I am pleased to share the cover of my debut upper middle grade novel, Lara’s Gift.
Lara’s Gift is a Lassie-meets-Dr. Zhivago story set in Imperial Russia about a fourteen-year-old girl named Lara who dreams of breeding borzoi dogs worthy of the Tsar in the tradition of her ancestors. When her papa announces that her newborn brother will inherit the family honor of becoming the next kennel steward, Lara must learn to trust her Gift to not only fulfill her dream, but to save her favorite borzoi, Zar, from a pack of hungry wolves.
The seed for this story first took root in 1989 just after I graduated from business school and landed a job in Moscow with a Soviet company hoping to do business in America. Eager to have a dog in my life, I began my search for a puppy and decided on a borzoi, also called the dog of Russian nobility. My thought was, When in Rome, do as the Romans.

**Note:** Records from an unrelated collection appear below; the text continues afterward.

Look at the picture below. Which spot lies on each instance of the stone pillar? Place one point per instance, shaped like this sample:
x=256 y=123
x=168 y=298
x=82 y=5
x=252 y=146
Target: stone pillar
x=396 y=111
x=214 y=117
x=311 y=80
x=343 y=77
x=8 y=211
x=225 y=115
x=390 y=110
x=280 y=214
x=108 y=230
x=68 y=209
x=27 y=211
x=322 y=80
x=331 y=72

It never dawned on me how hard it would be to find a borzoi puppy and through my search I began to fully understand the ramifications of Russian history. Because borzoi were a symbol of the Tsar, they, too, became an enemy of the state and were not spared by the Bolsheviks during the Revolution of 1917. Fortunately, there were some brave Russians who loved borzoi so much, they risked their lives to save as many dogs as they could.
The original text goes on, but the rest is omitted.